Comparative example 1

(2) mixing the precursor with H₂At a pressure of 1.5atm, H₂The flow of the precursor is 10000mL/h/g, and the precursor is reduced for 6h at the temperature of 620 ℃;

(3) cooling the product obtained in the step (2) from 620 ℃ to 350 ℃ at the speed of 1.5 ℃/min, and reacting with H at the temperature₂And the carbon is contacted with CO mixed gas to prepare the supported carbide, wherein the conditions are as follows: pressure 10atm, total gas flow 10000mL/H/g, H₂The molar ratio of the catalyst to CO is 60:1, the treatment time is 48 hours, and the load is obtainedType iron carbide, marked as load type iron carbide D1;

(4) 99 molar parts of supported iron carbide D1 was mixed with 1 molar part of ferrous oxide (i.e. Fe-containing impurities) under Ar gas. After mixing, it was designated as supported iron carbide composition D1.

Comparative example 2

(2) mixing the precursor with H₂At a pressure of 1.5atm, H₂The flow of the precursor is 10000mL/h/g, and the precursor is reduced for 6h at the temperature of 320 ℃;

(3) heating the product obtained in the step (2) from 320 ℃ to 350 ℃ at the speed of 1.5 ℃/min, and reacting with H at the temperature₂And the carbon is contacted with CO mixed gas to prepare the supported carbide, wherein the conditions are as follows: pressure 10atm, total gas flow 10000mL/H/g, H₂The molar ratio of the carbon to CO is 60:1, and the treatment time is 48 hours, so that load type iron carbide is obtained and is marked as load type iron carbide D2;

(4) 99 molar parts of supported iron carbide D2 was mixed with 1 molar part of ferrous oxide (i.e. Fe-containing impurities) under Ar gas.

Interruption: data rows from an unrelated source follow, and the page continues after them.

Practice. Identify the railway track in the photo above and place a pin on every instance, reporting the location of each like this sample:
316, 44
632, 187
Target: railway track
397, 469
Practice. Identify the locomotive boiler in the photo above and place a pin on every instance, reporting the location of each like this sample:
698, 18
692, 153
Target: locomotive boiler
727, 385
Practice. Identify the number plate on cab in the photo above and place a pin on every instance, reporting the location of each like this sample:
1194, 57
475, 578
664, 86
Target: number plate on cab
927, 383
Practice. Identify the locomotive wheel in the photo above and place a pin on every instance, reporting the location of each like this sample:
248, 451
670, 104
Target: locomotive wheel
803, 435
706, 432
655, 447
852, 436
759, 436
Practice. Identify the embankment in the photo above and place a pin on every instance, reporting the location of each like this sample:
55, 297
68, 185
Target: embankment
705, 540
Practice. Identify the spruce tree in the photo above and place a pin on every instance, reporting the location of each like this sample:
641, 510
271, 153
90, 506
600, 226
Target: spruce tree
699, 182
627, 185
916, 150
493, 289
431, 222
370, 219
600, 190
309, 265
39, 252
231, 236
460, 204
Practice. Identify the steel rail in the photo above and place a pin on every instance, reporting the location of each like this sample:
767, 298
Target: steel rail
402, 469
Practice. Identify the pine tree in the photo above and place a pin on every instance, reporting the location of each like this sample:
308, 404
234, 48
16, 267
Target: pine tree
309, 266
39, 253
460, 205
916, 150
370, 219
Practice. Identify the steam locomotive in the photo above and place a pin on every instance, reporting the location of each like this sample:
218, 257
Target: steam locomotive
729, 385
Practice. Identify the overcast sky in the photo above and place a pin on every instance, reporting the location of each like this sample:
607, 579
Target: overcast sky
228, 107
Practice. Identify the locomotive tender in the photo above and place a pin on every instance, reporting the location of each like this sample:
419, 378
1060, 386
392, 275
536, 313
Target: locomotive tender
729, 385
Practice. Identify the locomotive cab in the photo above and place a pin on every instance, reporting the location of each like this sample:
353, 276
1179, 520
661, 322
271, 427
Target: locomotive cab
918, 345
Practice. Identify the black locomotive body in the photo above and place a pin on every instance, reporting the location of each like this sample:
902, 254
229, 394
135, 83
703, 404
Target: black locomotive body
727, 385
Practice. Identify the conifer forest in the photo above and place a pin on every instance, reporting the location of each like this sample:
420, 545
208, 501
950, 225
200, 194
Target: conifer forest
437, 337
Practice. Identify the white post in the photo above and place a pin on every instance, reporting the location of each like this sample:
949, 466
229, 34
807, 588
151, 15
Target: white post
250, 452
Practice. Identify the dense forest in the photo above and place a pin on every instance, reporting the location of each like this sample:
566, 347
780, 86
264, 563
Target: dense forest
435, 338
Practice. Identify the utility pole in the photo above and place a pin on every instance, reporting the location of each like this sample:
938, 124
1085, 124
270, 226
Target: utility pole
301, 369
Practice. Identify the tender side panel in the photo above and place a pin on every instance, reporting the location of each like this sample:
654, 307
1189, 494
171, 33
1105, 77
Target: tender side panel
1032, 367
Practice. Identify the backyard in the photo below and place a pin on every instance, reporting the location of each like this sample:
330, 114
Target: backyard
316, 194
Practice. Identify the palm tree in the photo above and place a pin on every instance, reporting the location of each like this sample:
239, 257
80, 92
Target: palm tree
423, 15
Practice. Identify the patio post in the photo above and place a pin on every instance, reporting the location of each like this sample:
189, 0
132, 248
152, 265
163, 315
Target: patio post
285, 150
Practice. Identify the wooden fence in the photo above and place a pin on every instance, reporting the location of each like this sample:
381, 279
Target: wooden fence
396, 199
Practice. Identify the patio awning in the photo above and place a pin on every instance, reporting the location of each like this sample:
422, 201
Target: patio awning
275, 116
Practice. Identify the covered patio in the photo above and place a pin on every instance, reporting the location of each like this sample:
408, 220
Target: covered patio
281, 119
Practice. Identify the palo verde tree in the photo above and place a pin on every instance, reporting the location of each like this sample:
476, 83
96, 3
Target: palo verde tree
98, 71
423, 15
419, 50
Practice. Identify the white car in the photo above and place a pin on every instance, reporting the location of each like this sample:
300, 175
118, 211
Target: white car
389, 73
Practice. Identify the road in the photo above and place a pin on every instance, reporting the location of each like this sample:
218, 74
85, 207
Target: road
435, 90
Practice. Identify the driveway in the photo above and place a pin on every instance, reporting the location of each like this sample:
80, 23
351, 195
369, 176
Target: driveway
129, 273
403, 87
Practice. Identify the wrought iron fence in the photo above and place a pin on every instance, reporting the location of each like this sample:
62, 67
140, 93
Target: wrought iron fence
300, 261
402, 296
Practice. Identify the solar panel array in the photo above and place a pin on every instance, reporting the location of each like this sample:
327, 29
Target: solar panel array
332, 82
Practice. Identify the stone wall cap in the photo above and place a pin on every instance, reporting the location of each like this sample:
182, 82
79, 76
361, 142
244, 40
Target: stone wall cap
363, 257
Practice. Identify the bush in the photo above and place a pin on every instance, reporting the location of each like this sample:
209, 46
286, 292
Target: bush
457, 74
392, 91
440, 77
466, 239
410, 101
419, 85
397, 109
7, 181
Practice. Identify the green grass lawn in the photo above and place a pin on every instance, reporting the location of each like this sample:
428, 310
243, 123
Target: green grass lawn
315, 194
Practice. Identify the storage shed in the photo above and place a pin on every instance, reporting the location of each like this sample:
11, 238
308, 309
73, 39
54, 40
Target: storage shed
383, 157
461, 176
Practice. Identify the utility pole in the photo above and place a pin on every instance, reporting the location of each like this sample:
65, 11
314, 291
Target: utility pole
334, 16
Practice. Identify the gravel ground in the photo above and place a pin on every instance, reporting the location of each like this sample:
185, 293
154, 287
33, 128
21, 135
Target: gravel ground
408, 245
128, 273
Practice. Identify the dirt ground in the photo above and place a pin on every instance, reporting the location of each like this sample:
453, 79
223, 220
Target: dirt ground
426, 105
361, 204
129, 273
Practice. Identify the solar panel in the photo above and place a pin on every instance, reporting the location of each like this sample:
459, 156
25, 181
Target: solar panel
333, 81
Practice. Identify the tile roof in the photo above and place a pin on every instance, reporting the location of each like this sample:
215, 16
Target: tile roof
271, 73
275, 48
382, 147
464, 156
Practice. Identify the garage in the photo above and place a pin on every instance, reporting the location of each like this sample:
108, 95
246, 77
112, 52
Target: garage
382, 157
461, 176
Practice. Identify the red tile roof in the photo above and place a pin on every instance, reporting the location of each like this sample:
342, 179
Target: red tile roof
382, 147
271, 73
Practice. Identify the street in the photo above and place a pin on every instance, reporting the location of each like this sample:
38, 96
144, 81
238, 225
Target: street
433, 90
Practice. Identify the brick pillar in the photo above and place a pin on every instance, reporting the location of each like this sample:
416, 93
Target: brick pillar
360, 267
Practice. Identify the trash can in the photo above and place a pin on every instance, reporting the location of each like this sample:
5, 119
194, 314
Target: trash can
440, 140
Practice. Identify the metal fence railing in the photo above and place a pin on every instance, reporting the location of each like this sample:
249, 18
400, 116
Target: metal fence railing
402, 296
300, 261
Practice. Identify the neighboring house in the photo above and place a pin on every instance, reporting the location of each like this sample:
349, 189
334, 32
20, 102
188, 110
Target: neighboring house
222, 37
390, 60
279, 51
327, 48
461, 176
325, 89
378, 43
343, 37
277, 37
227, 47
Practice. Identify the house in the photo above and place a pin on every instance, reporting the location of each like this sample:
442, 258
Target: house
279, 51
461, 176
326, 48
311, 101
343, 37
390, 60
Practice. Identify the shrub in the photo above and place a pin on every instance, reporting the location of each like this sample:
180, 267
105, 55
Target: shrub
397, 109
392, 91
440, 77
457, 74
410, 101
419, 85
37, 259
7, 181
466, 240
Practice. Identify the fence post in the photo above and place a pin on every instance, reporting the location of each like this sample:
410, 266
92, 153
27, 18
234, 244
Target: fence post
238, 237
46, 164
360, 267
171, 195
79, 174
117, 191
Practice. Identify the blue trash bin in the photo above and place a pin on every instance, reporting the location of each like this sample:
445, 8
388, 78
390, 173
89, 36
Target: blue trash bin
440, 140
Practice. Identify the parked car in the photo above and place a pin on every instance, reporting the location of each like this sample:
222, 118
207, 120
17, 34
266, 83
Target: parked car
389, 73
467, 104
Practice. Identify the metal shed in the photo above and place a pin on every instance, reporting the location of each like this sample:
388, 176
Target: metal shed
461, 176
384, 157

After mixing, it was designated as supported iron carbide composition D2.

Comparative example 3

(2) will be ahead ofDriver and H₂At a pressure of 1.5atm, H₂The flow of the precursor is 10000mL/h/g, and the precursor is reduced for 6h at the temperature of 450 ℃;

(3) cooling the product obtained in the step (2) from 450 ℃ to 350 ℃ at the speed of 1.5 ℃/min, and reacting with H at the temperature₂And the carbon is contacted with CO mixed gas to prepare the supported carbide, wherein the conditions are as follows: pressure 10atm, total gas flow 10000mL/H/g, H₂The molar ratio of the carbon to the CO is 130:1, and the treatment time is 48 hours, so that load type iron carbide is obtained and is marked as load type iron carbide D3;

(4) 99 molar parts of supported iron carbide D3 was mixed with 1 molar part of ferrous oxide (i.e. Fe-containing impurities) under Ar gas. After mixing, it was designated as supported iron carbide composition D3.

Comparative example 4

(3) cooling the product obtained in the step (2) from 450 ℃ to 350 ℃ at the speed of 1.5 ℃/min, and reacting with H at the temperature₂And the carbon is contacted with CO mixed gas to prepare the supported carbide, wherein the conditions are as follows: pressure 10atm, total gas flow 10000mL/H/g, H₂The molar ratio of the carbon to the CO is 3:1, and the treatment time is 48 hours, so that load type iron carbide is obtained and is marked as load type iron carbide D4;

(4) 99 molar parts of supported iron carbide D4 was mixed with 1 molar part of ferrous oxide (i.e. Fe-containing impurities) under Ar gas. After mixing, it was designated as supported iron carbide composition D4.

Comparative example 5

The procedure of example 1 was followed except that (4) 91 parts by mole of supported iron carbide 1 was mixed with 9 parts by mole of ferrous oxide (i.e., Fe-containing impurities) under Ar gas. After mixing, it was designated as supported iron carbide composition D5.

Examples 20 to 38

Respectively taking 1-19 of load type iron carbide composition in N₂Adding manganese citrate solution by immersion method under protection, and adding N at 25 deg.C₂And drying the gas flow for 24 hours to obtain the Fischer-Tropsch catalyst 1-19 correspondingly. Wherein the amount of the added manganese citrate solution is impregnated, so that the obtained Fischer-Tropsch catalysts 1-19 respectively and correspondingly contain 85 wt% of supported iron carbide composition 1-19 and 15 wt% of MnO₂。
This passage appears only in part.